Sector Threat Landscape Automation
The Institute produces detailed threat landscape reports — like their Cyber Resilience for Financial Inclusion report covering APAC — but each one requires significant manual analysis. An automated pipeline would continuously aggregate attack data from Tracer, segment by sector (healthcare, humanitarian aid, financial inclusion, education) and geography, detect emerging trends, and draft report sections with supporting data visualizations. Analysts would edit and validate rather than build from scratch. When a new threat pattern emerges in one sector, the system flags whether it's appearing in others — turning reactive reporting into proactive intelligence.
NGO Cyber-Readiness Scoring
With 10,000 NGOs in the pipeline, the Institute needs to triage which organizations need help most urgently.
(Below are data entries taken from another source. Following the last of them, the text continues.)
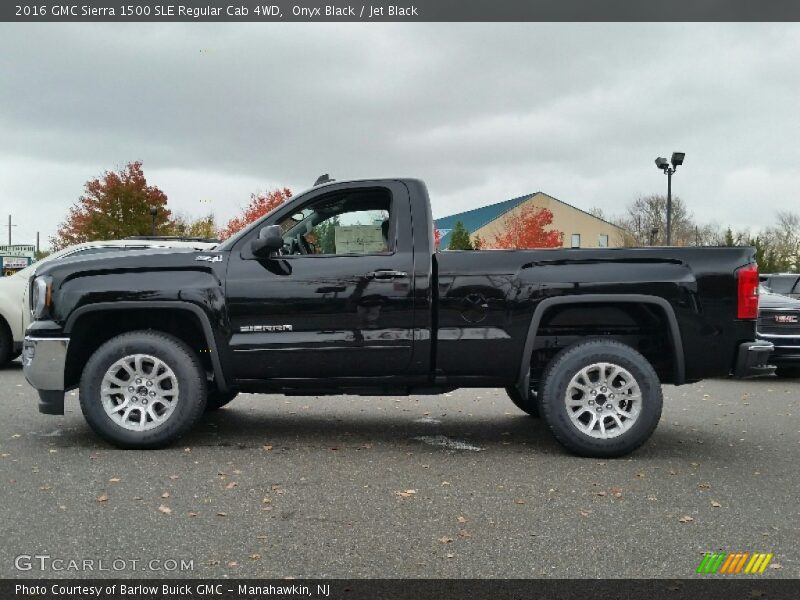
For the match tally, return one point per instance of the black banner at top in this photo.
(398, 11)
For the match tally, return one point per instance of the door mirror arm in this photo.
(269, 241)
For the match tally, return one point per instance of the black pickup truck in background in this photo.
(341, 290)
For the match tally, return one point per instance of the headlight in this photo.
(41, 296)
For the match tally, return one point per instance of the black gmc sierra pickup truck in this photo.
(341, 290)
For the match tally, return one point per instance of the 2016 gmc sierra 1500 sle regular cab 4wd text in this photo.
(341, 290)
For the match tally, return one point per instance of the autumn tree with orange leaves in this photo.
(525, 229)
(114, 206)
(260, 205)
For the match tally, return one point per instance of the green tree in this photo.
(325, 235)
(459, 238)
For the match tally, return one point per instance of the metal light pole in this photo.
(661, 163)
(153, 213)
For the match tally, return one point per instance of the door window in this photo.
(348, 222)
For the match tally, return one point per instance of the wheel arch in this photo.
(159, 309)
(676, 341)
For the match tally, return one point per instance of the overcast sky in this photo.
(482, 112)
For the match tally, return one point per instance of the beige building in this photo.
(580, 229)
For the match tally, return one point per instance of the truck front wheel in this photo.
(143, 389)
(601, 398)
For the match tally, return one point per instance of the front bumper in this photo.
(43, 362)
(787, 348)
(751, 360)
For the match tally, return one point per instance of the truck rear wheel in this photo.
(601, 398)
(530, 406)
(143, 389)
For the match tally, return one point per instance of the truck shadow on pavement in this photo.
(246, 427)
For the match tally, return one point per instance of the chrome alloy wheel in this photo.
(139, 392)
(603, 400)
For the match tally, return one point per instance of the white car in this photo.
(14, 313)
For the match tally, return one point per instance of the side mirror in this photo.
(269, 240)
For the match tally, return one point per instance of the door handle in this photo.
(386, 274)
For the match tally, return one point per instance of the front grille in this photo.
(786, 323)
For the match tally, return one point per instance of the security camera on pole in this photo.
(661, 163)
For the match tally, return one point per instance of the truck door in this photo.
(338, 301)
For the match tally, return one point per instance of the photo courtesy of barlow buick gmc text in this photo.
(436, 300)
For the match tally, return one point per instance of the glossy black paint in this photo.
(410, 319)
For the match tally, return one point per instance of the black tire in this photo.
(567, 364)
(217, 399)
(788, 372)
(175, 354)
(531, 406)
(6, 344)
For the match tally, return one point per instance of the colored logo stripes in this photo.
(734, 563)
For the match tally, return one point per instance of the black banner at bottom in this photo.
(745, 588)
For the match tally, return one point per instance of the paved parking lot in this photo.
(461, 485)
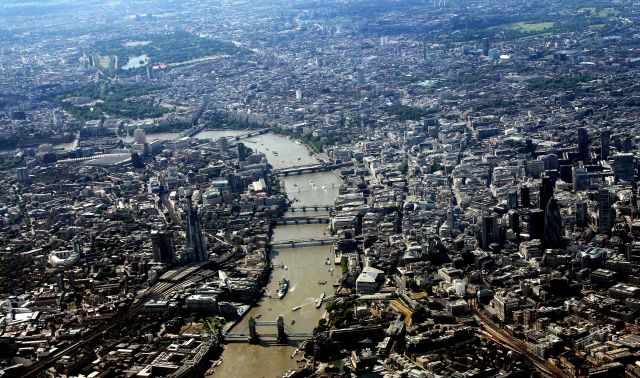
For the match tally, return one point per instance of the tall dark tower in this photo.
(195, 239)
(241, 153)
(525, 196)
(164, 249)
(489, 231)
(424, 51)
(583, 143)
(546, 191)
(606, 213)
(605, 140)
(553, 231)
(514, 222)
(536, 222)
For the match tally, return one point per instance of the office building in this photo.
(624, 167)
(583, 143)
(22, 174)
(582, 214)
(241, 152)
(223, 144)
(605, 140)
(489, 232)
(525, 196)
(553, 230)
(163, 246)
(514, 221)
(195, 237)
(139, 136)
(546, 191)
(605, 212)
(536, 224)
(580, 179)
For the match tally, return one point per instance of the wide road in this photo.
(502, 337)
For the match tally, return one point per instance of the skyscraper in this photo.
(624, 167)
(223, 143)
(536, 224)
(605, 212)
(22, 174)
(583, 143)
(241, 152)
(139, 136)
(605, 139)
(164, 249)
(195, 238)
(525, 196)
(546, 191)
(514, 221)
(489, 232)
(580, 179)
(553, 230)
(582, 214)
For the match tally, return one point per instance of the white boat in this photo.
(320, 300)
(283, 287)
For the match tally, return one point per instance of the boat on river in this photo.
(320, 300)
(283, 287)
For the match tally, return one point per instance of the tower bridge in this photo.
(312, 168)
(282, 335)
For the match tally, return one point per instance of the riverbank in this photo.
(305, 269)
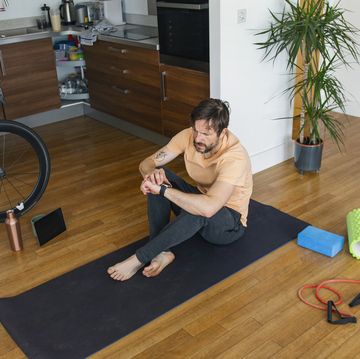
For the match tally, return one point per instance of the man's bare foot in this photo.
(125, 269)
(158, 264)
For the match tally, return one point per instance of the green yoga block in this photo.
(353, 226)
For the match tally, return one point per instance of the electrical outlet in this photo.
(241, 16)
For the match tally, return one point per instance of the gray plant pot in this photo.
(308, 157)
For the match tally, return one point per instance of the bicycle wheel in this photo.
(24, 168)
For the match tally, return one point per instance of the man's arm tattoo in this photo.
(160, 156)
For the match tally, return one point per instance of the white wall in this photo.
(350, 77)
(252, 87)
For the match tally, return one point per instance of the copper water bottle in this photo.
(14, 232)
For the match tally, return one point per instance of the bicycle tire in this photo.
(43, 157)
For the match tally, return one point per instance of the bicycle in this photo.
(24, 168)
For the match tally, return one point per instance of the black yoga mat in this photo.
(83, 311)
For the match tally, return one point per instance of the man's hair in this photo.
(214, 111)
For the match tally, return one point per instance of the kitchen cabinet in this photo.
(28, 78)
(182, 89)
(124, 81)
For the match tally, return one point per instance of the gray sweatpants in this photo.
(224, 227)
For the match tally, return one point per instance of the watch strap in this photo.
(163, 188)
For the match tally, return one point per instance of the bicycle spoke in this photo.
(24, 168)
(3, 185)
(3, 152)
(17, 160)
(23, 173)
(16, 190)
(18, 179)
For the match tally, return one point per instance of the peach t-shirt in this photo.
(231, 164)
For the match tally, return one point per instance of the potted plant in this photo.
(317, 39)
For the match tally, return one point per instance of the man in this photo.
(216, 208)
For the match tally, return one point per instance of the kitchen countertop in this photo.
(32, 33)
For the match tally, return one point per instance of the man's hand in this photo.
(149, 187)
(157, 177)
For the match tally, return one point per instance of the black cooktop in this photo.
(137, 33)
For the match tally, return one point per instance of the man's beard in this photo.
(202, 148)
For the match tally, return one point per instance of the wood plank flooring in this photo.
(254, 313)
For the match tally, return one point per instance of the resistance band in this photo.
(330, 306)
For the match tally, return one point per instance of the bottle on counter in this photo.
(45, 16)
(14, 232)
(55, 19)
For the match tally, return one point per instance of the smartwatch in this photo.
(163, 188)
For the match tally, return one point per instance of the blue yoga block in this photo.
(320, 241)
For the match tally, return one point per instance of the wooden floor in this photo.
(253, 314)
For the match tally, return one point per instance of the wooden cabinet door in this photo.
(28, 78)
(124, 81)
(182, 90)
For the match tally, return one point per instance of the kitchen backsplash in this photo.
(136, 12)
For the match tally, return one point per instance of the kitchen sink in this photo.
(21, 31)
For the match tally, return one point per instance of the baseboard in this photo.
(126, 126)
(45, 118)
(272, 156)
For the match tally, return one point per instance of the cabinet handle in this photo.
(122, 91)
(163, 86)
(124, 71)
(2, 64)
(115, 49)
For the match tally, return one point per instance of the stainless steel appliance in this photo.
(184, 33)
(93, 10)
(82, 18)
(67, 12)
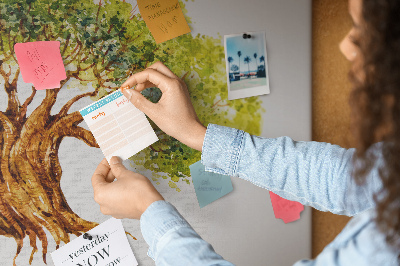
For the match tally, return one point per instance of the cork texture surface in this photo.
(331, 89)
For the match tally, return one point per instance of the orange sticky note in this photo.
(164, 18)
(288, 211)
(41, 63)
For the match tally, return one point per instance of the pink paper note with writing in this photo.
(288, 211)
(41, 63)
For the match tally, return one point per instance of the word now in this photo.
(100, 114)
(93, 259)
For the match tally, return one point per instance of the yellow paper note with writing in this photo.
(164, 18)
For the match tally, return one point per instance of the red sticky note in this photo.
(41, 63)
(288, 211)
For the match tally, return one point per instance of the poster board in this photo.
(240, 226)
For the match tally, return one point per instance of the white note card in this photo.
(109, 246)
(118, 126)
A scoring model would assess each NGO's cyber-readiness based on their tech stack, existing security measures, sector risk profile, geographic threat landscape, and past incident history. NGOs with the widest gaps between their risk exposure and their defenses get prioritized. This feeds directly into the Builders matching engine — high-risk NGOs get matched with more experienced volunteers, while lower-risk organizations might receive automated guidance and training resources like the AI Skills for Nonprofits materials developed with Microsoft.